`

The importance of early community involvement in transport project design

Placing the customer at the centre of everything is the stated mantra of Transport for NSW. Think like a passenger is the strapline of an international transport operator here in Australia. Are these just catchy straplines for media releases or are we seeing a genuine culture shift away from transport solutions that are primarily designed around engineering requirements, to an environment where the customer and community views are genuinely heeded?

There are still a few organisations out there that regard stakeholder engagement and feedback as a "tick box" exercise that has to be completed, but in our work, I am increasingly coming across clients that are front-loading their engagement effort to devise their solutions.

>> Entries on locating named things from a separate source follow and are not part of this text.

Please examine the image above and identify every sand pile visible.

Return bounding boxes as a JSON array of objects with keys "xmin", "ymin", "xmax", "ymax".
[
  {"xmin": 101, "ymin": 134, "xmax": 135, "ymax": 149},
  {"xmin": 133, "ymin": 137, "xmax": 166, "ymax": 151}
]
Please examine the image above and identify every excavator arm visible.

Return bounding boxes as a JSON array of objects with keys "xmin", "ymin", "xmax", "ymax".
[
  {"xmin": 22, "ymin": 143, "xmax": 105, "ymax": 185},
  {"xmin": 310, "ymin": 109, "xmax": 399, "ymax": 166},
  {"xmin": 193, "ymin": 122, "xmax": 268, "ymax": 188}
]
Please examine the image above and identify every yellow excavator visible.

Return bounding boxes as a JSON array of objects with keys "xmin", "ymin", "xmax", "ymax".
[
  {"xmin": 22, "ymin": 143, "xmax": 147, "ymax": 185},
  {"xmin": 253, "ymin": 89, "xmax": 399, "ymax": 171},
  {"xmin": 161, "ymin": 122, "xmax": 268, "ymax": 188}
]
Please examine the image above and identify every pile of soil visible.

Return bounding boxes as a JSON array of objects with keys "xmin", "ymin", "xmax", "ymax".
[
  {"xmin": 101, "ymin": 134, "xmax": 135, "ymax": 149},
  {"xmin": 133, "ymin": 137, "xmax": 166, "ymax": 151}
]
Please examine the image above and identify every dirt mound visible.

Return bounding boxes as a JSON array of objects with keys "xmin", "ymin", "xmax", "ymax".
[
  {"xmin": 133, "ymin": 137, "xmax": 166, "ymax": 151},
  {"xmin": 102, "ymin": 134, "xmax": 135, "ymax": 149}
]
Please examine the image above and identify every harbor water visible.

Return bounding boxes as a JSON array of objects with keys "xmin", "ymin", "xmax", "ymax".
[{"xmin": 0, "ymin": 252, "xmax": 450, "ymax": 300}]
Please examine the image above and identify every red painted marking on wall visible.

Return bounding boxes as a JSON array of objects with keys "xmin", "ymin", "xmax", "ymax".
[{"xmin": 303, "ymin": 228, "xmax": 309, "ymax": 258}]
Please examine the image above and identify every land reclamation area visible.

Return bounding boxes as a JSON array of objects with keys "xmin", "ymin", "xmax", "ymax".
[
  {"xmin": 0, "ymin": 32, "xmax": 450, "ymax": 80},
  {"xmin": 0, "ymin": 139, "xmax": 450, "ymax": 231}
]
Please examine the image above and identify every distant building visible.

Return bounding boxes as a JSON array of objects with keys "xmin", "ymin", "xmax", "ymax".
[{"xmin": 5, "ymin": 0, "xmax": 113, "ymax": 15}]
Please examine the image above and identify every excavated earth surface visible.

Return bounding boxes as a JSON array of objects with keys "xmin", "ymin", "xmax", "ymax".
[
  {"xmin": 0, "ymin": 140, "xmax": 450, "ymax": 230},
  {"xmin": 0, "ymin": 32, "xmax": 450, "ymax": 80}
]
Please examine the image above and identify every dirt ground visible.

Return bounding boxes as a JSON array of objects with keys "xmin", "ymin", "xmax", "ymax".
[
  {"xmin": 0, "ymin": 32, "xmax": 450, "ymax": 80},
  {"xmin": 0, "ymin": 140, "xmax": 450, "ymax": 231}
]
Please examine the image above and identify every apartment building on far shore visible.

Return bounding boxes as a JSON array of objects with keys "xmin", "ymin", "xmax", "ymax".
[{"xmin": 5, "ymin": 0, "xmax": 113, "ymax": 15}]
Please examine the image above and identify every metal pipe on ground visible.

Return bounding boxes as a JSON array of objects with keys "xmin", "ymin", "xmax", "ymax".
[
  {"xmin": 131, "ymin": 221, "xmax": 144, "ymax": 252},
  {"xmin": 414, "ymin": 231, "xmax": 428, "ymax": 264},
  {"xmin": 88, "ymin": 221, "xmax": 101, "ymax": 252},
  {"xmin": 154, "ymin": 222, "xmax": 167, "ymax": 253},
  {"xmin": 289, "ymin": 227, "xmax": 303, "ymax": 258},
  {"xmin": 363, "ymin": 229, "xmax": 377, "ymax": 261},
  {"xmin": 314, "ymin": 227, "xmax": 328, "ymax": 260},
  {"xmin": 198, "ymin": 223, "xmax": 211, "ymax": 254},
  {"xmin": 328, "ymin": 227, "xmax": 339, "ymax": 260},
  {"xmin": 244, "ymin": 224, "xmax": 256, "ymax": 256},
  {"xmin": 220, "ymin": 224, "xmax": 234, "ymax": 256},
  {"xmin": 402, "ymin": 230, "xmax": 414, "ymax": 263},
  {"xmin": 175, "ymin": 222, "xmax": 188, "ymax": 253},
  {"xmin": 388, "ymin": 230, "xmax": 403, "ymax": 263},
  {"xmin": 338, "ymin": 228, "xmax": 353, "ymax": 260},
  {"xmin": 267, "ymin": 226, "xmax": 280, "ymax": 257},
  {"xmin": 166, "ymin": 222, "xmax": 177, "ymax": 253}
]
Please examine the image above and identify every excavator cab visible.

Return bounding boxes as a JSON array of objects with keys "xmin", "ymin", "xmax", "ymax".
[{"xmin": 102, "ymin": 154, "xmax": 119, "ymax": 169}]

Traditionally, an infrastructure contractor would outline a program of works for a project and we as community engagement experts would have a chance to comment and advise the client on issues of concern. We would basically tweak a few activities here and there. A few weeks ago, however, I was struck by the emphasis that a major client placed upon stakeholder engagement for a forthcoming project in Western Sydney. This client was at pains to point out that the program of works is currently a blank page and that the advice given through the stakeholder and community plan will shape the nature and method of their construction delivery program.  

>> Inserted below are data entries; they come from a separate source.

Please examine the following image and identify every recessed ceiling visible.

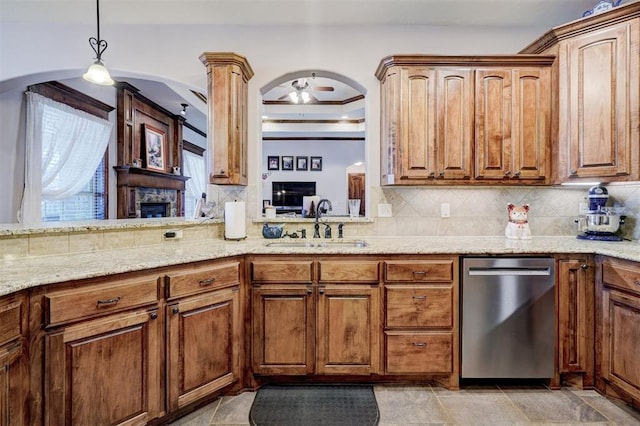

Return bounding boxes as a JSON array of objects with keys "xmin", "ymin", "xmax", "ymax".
[{"xmin": 0, "ymin": 0, "xmax": 597, "ymax": 28}]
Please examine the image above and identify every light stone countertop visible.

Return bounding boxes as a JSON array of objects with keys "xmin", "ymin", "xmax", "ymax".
[{"xmin": 0, "ymin": 236, "xmax": 640, "ymax": 296}]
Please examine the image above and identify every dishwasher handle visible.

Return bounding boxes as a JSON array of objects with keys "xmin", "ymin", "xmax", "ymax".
[{"xmin": 468, "ymin": 267, "xmax": 551, "ymax": 277}]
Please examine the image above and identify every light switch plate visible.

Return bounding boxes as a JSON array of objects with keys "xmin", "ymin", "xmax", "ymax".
[{"xmin": 378, "ymin": 204, "xmax": 392, "ymax": 217}]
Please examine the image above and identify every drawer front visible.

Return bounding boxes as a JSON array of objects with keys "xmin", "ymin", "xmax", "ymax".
[
  {"xmin": 385, "ymin": 259, "xmax": 454, "ymax": 282},
  {"xmin": 251, "ymin": 260, "xmax": 313, "ymax": 283},
  {"xmin": 602, "ymin": 259, "xmax": 640, "ymax": 294},
  {"xmin": 0, "ymin": 301, "xmax": 23, "ymax": 345},
  {"xmin": 385, "ymin": 332, "xmax": 453, "ymax": 374},
  {"xmin": 320, "ymin": 261, "xmax": 379, "ymax": 283},
  {"xmin": 385, "ymin": 285, "xmax": 453, "ymax": 327},
  {"xmin": 166, "ymin": 262, "xmax": 240, "ymax": 298},
  {"xmin": 45, "ymin": 277, "xmax": 158, "ymax": 324}
]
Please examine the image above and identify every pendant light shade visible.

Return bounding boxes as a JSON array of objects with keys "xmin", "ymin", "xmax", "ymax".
[{"xmin": 82, "ymin": 0, "xmax": 114, "ymax": 86}]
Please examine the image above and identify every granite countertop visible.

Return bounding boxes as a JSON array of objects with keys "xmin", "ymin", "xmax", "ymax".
[{"xmin": 0, "ymin": 237, "xmax": 640, "ymax": 296}]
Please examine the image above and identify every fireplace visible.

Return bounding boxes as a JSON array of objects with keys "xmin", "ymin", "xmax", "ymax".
[{"xmin": 140, "ymin": 203, "xmax": 170, "ymax": 218}]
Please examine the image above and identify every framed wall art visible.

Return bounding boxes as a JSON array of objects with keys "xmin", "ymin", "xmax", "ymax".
[
  {"xmin": 311, "ymin": 157, "xmax": 322, "ymax": 172},
  {"xmin": 282, "ymin": 155, "xmax": 293, "ymax": 170},
  {"xmin": 142, "ymin": 123, "xmax": 167, "ymax": 172},
  {"xmin": 267, "ymin": 155, "xmax": 280, "ymax": 170},
  {"xmin": 296, "ymin": 157, "xmax": 309, "ymax": 170}
]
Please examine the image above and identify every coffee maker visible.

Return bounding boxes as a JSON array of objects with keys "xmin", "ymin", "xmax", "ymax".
[{"xmin": 575, "ymin": 186, "xmax": 625, "ymax": 241}]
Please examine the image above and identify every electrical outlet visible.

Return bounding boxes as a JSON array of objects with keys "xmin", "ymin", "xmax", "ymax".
[
  {"xmin": 164, "ymin": 230, "xmax": 182, "ymax": 240},
  {"xmin": 378, "ymin": 204, "xmax": 392, "ymax": 217},
  {"xmin": 440, "ymin": 203, "xmax": 451, "ymax": 217}
]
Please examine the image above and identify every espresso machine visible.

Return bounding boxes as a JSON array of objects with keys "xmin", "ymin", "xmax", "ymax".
[{"xmin": 575, "ymin": 186, "xmax": 625, "ymax": 241}]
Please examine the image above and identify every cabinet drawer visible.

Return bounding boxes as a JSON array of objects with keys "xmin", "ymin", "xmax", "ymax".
[
  {"xmin": 0, "ymin": 300, "xmax": 23, "ymax": 345},
  {"xmin": 385, "ymin": 331, "xmax": 453, "ymax": 374},
  {"xmin": 251, "ymin": 260, "xmax": 313, "ymax": 282},
  {"xmin": 45, "ymin": 276, "xmax": 158, "ymax": 324},
  {"xmin": 602, "ymin": 259, "xmax": 640, "ymax": 294},
  {"xmin": 385, "ymin": 259, "xmax": 454, "ymax": 282},
  {"xmin": 320, "ymin": 261, "xmax": 378, "ymax": 282},
  {"xmin": 166, "ymin": 262, "xmax": 240, "ymax": 298},
  {"xmin": 385, "ymin": 285, "xmax": 453, "ymax": 327}
]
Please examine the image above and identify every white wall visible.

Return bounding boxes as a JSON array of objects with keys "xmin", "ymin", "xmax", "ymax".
[
  {"xmin": 0, "ymin": 22, "xmax": 548, "ymax": 223},
  {"xmin": 261, "ymin": 141, "xmax": 365, "ymax": 215}
]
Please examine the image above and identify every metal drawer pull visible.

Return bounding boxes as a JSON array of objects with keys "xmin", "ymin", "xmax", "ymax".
[
  {"xmin": 198, "ymin": 278, "xmax": 216, "ymax": 287},
  {"xmin": 96, "ymin": 296, "xmax": 120, "ymax": 308}
]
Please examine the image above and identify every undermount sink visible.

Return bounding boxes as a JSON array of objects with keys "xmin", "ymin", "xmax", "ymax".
[{"xmin": 265, "ymin": 240, "xmax": 368, "ymax": 248}]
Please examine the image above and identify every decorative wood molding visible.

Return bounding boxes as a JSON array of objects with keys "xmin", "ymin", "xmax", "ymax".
[
  {"xmin": 520, "ymin": 2, "xmax": 640, "ymax": 54},
  {"xmin": 375, "ymin": 55, "xmax": 556, "ymax": 81}
]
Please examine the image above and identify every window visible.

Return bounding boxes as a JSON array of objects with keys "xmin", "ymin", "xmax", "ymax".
[{"xmin": 21, "ymin": 82, "xmax": 113, "ymax": 222}]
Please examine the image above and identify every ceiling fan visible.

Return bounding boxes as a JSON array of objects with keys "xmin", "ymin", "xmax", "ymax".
[{"xmin": 278, "ymin": 73, "xmax": 335, "ymax": 104}]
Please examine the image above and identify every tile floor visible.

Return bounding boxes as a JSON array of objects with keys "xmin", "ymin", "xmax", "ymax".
[{"xmin": 172, "ymin": 385, "xmax": 640, "ymax": 426}]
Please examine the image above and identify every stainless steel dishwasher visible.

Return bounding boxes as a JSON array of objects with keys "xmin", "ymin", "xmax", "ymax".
[{"xmin": 461, "ymin": 257, "xmax": 555, "ymax": 378}]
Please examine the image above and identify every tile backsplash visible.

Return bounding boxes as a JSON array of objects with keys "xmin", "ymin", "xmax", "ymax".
[{"xmin": 210, "ymin": 182, "xmax": 640, "ymax": 240}]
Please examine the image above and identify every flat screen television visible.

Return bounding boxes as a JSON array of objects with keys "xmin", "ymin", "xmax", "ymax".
[{"xmin": 271, "ymin": 182, "xmax": 316, "ymax": 213}]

Last year we worked with a major public transport operator that was looking to overhaul the route network and timetable of a public transport network they had acquired. We worked with the operator to convene citizen’s juries and community leader’s panels where the operator could brief groups about their tentative plans and reshape them based on  feedback from the group. The operator was able to implement their plans in the confidence that they had been tested with a representative sample of the local community.

Early consultation is becoming a feature in certain international markets. For example, the High Speed 2 (HS2) strategic adviser commented this week that early engagement is key and that consultation only works when we build a project that reflects community feedback. Even opponents of projects can acquiesce if you can present them with evidence (i.e. community feedback) that supports your solution. I was amazed to learn that HS2 currently employs more media staff than engineers, which probably highlights where their emphasis is being placed.  This attitude to community engagement in the UK bodes well for us at KJA as we look to move into that market later this year.

So is there a change in culture around transport projects? How big, how fast, how much, will always still be important. However, the "human factor", i.e. the customer view, does seem to be becoming an increasingly important pillar in shaping major transport project planning. We at KJA already operate in this space and because of this emerging change in culture, I think our role in the future will increasingly change from responding to the community concerns about the project to shaping the project through community feedback.